Linnaeus University Centre for Concurrences in Colonial and Postcolonial Studies
1 Aug 2017-31 Dec 2019
Social Work (Department of Social Work, Faculty of Social Sciences)
More about the project
The study focuses on moral and ethical concerns in a nationwide as well as local volunteer network consisting of asylum seeking, unaccompanied young people and professionals from social services and teaching environments. These professional actors, or activists, devote their free time to supporting unaccompanied young people in different ways and to acting politically to prevent further expulsions and relocations of these young people in Sweden. At times, their commitment can be seen as civil disobedience (demonstrations without permissions) or may come with the risk of being laid off (due to "too strong" dedication). Common to a majority of the "professional" participants is that they are middle-aged, Swedish women, while the majority of the unaccompanied are boys from Afghanistan.
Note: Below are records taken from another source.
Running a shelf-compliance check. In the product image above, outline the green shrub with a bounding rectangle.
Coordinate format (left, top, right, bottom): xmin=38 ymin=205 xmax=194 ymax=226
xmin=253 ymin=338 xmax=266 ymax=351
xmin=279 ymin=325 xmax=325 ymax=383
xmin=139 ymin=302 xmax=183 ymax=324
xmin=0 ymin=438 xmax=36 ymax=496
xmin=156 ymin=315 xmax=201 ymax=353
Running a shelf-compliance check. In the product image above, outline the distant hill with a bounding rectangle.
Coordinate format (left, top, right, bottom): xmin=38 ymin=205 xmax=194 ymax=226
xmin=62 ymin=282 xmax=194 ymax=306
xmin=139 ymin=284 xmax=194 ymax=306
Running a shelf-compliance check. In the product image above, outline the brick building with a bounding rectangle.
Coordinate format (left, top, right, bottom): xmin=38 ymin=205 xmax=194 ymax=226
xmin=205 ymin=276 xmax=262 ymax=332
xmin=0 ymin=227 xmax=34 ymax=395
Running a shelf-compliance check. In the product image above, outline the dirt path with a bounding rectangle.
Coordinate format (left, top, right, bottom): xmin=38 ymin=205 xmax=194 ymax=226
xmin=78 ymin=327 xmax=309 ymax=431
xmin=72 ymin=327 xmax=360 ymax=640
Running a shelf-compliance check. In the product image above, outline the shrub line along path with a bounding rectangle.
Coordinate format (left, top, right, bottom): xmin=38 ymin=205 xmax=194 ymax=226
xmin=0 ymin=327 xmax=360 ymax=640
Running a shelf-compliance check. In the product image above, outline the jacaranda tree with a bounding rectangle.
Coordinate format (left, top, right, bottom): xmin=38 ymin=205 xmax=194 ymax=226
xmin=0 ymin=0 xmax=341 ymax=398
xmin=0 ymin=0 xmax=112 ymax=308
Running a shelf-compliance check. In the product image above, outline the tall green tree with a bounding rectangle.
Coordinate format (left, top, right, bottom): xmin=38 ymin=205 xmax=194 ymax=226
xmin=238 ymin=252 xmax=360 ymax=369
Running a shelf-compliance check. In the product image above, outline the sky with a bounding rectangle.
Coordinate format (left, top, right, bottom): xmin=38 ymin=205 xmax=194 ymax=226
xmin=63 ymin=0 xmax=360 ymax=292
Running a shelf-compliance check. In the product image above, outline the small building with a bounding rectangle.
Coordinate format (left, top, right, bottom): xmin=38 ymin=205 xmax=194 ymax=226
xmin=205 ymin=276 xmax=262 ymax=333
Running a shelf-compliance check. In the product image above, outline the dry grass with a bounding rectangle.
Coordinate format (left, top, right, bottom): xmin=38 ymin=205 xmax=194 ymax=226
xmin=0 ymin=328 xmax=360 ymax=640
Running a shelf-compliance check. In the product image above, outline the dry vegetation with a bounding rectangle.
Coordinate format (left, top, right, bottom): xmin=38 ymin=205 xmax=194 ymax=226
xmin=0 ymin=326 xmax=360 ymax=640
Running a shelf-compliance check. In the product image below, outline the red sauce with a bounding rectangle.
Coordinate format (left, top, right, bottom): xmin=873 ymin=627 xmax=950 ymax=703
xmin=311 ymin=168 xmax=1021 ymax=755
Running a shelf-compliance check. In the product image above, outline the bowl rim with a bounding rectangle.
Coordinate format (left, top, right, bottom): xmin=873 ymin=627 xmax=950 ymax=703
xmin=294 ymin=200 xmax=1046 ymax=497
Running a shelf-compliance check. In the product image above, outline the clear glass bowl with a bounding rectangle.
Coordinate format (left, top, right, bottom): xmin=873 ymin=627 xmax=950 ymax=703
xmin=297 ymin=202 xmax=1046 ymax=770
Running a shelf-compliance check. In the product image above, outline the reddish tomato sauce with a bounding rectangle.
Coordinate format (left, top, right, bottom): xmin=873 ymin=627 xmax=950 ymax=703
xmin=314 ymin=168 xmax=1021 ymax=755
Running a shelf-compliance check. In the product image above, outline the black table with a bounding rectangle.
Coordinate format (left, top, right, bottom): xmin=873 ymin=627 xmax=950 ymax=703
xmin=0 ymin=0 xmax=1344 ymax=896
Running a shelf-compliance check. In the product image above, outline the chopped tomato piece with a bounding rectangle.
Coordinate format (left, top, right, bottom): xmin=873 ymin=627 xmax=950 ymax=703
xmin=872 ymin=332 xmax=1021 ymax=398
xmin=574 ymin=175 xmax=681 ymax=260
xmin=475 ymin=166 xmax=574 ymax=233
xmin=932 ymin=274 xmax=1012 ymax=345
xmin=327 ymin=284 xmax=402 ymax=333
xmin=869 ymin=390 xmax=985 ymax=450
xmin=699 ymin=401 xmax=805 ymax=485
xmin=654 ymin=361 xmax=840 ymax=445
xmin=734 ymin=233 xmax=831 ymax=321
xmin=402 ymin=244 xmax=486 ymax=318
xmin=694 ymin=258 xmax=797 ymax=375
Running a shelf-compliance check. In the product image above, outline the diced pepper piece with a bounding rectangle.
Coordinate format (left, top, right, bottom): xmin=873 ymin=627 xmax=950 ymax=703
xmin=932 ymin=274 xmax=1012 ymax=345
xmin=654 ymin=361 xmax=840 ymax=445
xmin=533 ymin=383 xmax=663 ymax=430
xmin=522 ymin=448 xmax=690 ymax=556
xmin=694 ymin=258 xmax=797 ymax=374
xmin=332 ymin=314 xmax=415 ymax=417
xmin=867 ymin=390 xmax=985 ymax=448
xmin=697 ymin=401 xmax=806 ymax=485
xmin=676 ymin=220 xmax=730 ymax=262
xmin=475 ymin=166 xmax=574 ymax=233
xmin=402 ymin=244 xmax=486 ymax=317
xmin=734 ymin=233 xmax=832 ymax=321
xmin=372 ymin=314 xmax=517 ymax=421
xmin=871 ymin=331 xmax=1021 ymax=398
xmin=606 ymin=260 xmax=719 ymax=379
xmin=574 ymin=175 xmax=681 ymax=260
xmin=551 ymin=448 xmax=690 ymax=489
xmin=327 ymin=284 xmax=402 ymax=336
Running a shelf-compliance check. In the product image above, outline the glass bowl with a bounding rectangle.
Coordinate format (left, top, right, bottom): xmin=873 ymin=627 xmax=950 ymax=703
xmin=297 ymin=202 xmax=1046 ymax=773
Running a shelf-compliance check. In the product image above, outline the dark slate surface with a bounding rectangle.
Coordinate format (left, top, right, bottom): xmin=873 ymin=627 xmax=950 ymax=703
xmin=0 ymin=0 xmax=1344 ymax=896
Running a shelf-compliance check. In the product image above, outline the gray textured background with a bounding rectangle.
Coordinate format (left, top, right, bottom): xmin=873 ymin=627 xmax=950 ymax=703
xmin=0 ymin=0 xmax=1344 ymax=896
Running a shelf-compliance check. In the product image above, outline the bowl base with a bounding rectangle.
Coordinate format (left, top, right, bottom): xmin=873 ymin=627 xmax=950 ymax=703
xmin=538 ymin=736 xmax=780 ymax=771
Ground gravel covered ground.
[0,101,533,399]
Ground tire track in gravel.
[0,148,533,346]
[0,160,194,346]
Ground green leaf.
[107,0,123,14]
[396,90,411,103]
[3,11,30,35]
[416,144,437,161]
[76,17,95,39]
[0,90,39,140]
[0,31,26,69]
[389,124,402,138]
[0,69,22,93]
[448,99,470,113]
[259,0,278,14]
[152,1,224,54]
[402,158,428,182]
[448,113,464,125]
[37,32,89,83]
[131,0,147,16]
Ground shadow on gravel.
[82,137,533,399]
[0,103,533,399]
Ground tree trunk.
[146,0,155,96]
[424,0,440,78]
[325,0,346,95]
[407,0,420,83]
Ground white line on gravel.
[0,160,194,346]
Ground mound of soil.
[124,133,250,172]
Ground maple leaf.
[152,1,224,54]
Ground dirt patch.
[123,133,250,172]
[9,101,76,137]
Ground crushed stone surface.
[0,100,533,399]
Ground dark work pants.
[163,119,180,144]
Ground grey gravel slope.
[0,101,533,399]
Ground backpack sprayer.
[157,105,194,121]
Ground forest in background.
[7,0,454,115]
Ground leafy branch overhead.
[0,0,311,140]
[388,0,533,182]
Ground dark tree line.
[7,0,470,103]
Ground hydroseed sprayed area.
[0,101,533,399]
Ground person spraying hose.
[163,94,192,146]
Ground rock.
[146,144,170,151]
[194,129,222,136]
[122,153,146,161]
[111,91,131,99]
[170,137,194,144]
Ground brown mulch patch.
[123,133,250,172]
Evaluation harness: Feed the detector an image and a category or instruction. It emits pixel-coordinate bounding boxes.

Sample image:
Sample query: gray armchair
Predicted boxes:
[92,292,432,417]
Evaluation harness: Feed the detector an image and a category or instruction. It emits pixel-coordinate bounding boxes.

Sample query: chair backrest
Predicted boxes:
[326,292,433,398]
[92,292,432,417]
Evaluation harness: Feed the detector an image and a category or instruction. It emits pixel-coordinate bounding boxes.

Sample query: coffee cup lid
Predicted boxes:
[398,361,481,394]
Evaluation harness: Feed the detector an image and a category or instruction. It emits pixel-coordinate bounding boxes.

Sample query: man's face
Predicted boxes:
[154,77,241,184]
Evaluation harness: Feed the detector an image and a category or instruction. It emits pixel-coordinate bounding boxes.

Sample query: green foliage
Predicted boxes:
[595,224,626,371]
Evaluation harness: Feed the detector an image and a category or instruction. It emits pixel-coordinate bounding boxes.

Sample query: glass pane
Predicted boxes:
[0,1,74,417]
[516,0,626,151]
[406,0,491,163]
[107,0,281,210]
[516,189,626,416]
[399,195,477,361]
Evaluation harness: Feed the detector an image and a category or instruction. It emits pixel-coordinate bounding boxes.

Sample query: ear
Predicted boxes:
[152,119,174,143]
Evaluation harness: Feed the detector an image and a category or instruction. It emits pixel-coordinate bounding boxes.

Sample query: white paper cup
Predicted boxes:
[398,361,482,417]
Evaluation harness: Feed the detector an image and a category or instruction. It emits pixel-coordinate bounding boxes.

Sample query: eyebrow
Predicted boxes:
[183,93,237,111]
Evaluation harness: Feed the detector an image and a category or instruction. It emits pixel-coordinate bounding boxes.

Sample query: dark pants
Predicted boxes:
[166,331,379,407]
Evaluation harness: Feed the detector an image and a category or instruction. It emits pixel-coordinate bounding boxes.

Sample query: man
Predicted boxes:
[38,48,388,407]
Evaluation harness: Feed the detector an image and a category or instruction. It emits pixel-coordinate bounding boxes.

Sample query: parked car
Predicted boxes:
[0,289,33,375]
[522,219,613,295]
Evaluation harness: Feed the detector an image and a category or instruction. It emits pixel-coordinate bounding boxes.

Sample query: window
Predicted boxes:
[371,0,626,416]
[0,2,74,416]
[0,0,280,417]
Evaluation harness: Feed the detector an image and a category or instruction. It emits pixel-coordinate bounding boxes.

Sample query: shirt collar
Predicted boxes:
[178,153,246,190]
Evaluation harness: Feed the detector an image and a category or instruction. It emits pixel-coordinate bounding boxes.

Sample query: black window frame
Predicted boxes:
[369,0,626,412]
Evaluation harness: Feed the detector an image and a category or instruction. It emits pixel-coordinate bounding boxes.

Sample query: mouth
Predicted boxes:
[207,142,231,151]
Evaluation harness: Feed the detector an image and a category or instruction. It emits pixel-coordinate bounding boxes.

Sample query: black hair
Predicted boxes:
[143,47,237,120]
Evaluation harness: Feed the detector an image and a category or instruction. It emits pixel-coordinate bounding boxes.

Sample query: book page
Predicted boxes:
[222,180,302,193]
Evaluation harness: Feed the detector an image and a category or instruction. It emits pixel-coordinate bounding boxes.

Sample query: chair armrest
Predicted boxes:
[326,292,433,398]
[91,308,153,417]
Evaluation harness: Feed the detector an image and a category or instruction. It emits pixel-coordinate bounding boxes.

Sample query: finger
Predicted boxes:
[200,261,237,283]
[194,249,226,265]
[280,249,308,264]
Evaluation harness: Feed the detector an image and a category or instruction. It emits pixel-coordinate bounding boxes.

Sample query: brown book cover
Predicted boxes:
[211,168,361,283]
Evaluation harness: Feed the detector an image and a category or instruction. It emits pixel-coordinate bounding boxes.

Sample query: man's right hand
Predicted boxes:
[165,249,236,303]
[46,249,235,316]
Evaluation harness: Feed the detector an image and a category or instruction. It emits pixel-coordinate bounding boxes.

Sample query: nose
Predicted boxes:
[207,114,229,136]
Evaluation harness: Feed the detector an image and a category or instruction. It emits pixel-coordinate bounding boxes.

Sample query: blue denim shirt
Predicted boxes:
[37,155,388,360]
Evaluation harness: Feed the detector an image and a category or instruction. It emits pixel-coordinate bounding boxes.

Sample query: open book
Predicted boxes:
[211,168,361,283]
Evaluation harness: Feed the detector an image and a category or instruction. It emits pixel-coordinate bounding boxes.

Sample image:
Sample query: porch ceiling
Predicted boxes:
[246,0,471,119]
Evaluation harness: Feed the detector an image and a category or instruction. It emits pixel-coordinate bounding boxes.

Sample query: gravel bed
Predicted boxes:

The project seeks knowledge about moral and ethical incentives (to act), resistance strategies (against authorities) and repair strategies (in interaction between volunteer professionals and young asylum seekers), in a time characterized by both social polarization and silence in relation to the processes of expulsion that recent research has assessed as legally dubious. The approach sees an intersectionality analysis as fundamental for understanding conflict and migration, and the resistance and social repair work that often follow in the wake of conflict. The project focuses on volunteer "professional" voices, as well as the voices of young migrants, through qualitative interviews and observations.